The B73 Maize Genome: Complexity, Diversity, and Dynamics

See allHide authors and affiliations

Science  20 Nov 2009:
Vol. 326, Issue 5956, pp. 1112-1115
DOI: 10.1126/science.1178534

This article has a correction. Please see:


We report an improved draft nucleotide sequence of the 2.3-gigabase genome of maize, an important crop plant and model for biological research. Over 32,000 genes were predicted, of which 99.8% were placed on reference chromosomes. Nearly 85% of the genome is composed of hundreds of families of transposable elements, dispersed nonuniformly across the genome. These were responsible for the capture and amplification of numerous gene fragments and affect the composition, sizes, and positions of centromeres. We also report on the correlation of methylation-poor regions with Mu transposon insertions and recombination, and copy number variants with insertions and/or deletions, as well as how uneven gene losses between duplicated regions were involved in returning an ancient allotetraploid to a genetically diploid state. These analyses inform and set the stage for further investigations to improve our understanding of the domestication and agricultural improvements of maize.

Maize (Zea mays ssp. mays L.) was domesticated over the past ~10,000 years from the grass teosinte in Central America (1) and has been subject to cultivation and selection ever since. Maize is an important model organism for fundamental research into the inheritance and functions of genes, the physical linkage of genes to chromosomes, the mechanistic relation between cytological crossovers and recombination, the origin of the nucleolus, the properties of telomeres, epigenetic silencing, imprinting, and transposition (2). Maize also is an important crop, yielding in the USA alone 12 billion (B = 109) bushels of grain from ~86 million acres with a value of $47 B [2008 data from (3)]. Over the last century, breeders have increased grain yields eightfold (4), in part by harnessing heterosis (hybrid vigor), a universal, but poorly understood, phenomenon that can increase yields of hybrids by 15 to 60% relative to inbred parents (5).

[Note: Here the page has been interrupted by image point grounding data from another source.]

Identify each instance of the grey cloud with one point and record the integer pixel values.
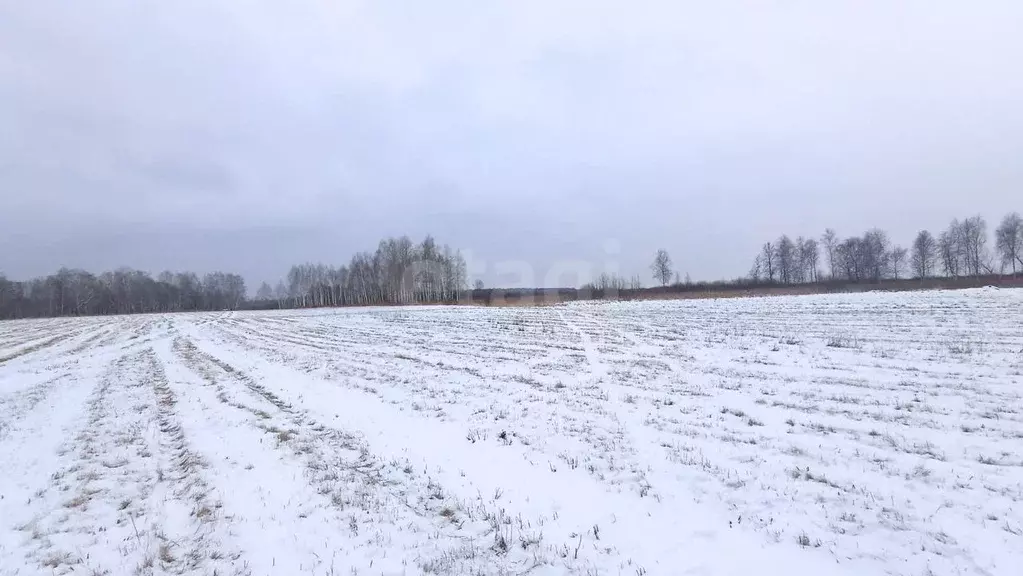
(532, 131)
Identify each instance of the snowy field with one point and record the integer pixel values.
(860, 434)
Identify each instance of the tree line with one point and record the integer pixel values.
(78, 293)
(961, 250)
(398, 272)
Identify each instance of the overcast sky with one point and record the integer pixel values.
(247, 135)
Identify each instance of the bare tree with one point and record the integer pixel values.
(787, 259)
(756, 269)
(265, 293)
(974, 237)
(897, 260)
(808, 255)
(661, 267)
(1009, 241)
(769, 260)
(830, 241)
(924, 251)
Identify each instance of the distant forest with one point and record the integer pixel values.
(400, 271)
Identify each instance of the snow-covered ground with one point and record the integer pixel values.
(859, 434)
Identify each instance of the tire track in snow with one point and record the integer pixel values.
(387, 507)
(131, 498)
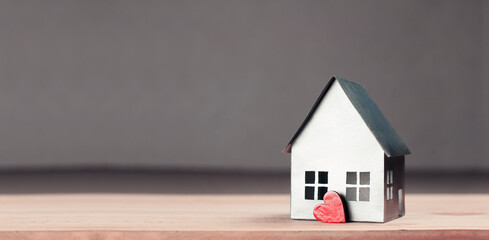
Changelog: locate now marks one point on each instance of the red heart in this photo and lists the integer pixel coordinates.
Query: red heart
(332, 210)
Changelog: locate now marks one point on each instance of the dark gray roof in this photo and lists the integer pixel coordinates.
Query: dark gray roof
(386, 136)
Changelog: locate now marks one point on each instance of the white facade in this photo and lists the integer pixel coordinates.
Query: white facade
(336, 140)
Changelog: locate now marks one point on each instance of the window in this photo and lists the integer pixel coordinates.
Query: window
(316, 185)
(358, 186)
(389, 180)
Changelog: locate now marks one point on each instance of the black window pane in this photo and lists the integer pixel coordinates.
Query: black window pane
(321, 192)
(323, 177)
(310, 177)
(351, 194)
(351, 177)
(364, 194)
(365, 178)
(309, 193)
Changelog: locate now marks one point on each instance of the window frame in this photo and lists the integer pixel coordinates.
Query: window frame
(357, 183)
(316, 185)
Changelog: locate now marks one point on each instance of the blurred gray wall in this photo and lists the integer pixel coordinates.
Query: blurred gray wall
(224, 84)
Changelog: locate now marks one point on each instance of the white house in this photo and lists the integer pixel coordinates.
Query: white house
(345, 144)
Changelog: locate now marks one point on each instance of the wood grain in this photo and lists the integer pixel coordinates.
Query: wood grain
(158, 216)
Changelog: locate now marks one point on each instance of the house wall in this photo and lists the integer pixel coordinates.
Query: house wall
(391, 205)
(337, 140)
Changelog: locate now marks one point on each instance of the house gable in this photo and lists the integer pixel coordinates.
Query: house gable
(385, 135)
(337, 145)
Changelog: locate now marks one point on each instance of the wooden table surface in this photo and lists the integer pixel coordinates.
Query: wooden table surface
(160, 216)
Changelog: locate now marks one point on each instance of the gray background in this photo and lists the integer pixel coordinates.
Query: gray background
(224, 84)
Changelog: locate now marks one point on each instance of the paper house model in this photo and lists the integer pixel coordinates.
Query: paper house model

The maize genome has undergone several rounds of genome duplication, including that of a paleopolyploid ancestor ~70 million years ago (mya) (6) and an additional whole-genome duplication event about 5 to 12 mya (7, 8), which distinguishes maize from its close relative, Sorghum bicolor (9). The 10 chromosomes of the maize genome are structurally diverse and have undergone dynamic changes in chromatin composition. The size of the maize genome has expanded dramatically (to 2.3 gigabases) over the last ~3 million years via a proliferation of long terminal repeat retrotransposons (LTR retrotransposons) (10).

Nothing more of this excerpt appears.